清酒北の誉創設者岡田重次郎宅として建築された和の要素を取り入れた洋館造り。

重次郎は北の誉ご三家(野口、西尾、岡田)の一人で明治40年には、酒造工場を造り、野口合資会社設立

昭和11年に岡田重次郎社長の丸ヨ岡田商店に衣がえ

岡田邸は、重次郎、正平、正雄と三代に渡り住み。

重次郎氏は商工会議所会頭、パルプ工場誘致、北海ホテル社長、北海道酒造組合連合会長を歴任。

正雄氏も北の誉社長、会長、アサヒビル社長と、道内経済界をリードした。

明治大正昭和と、北海道、旭川において貢献した岡田家の邸宅である。”

岡田氏は旭川市の功労者にも昭和13年に表彰されている。

 

小樽市の「北の誉」の流れをくむ創業者の邸宅として有名な住宅であり皇族も宿泊された由緒あるお屋敷。

豪華な和洋折衷の建物で「見積もりの無い建て方」とまで言われた。

岡田家が転居の後、資産家が買収したが使用されずじまいだったので
市民による保存活動により「一般社団法人旧岡田邸200年財団」が建物を買収し今日に至る。

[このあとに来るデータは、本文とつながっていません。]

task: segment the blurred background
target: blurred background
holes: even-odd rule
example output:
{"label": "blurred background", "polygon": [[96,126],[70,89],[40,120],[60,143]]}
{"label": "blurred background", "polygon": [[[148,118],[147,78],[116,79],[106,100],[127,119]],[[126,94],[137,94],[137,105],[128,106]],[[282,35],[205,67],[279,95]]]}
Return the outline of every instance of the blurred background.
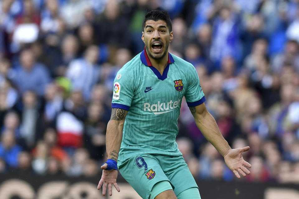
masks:
{"label": "blurred background", "polygon": [[113,82],[156,9],[225,138],[251,147],[237,180],[183,100],[177,142],[197,180],[299,183],[298,0],[2,0],[0,178],[99,179]]}

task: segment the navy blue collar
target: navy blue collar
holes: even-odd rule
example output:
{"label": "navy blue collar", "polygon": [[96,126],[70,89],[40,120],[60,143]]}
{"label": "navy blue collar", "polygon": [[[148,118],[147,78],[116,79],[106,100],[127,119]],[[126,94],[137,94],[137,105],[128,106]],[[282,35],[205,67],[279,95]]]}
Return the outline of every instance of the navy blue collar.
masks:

外壁は白地のモルタルと下見板張りであったがライトブルーの
綺麗な外観に変わっている。


現在は「おかだ紅雪庭」として蕎麦、料理店として利用が出来る
紅葉時には撮影会があるので参加するのも良いだろう
(2023年は10月29日)

紅葉時には例えようのない素晴らしいお屋敷になるだろう。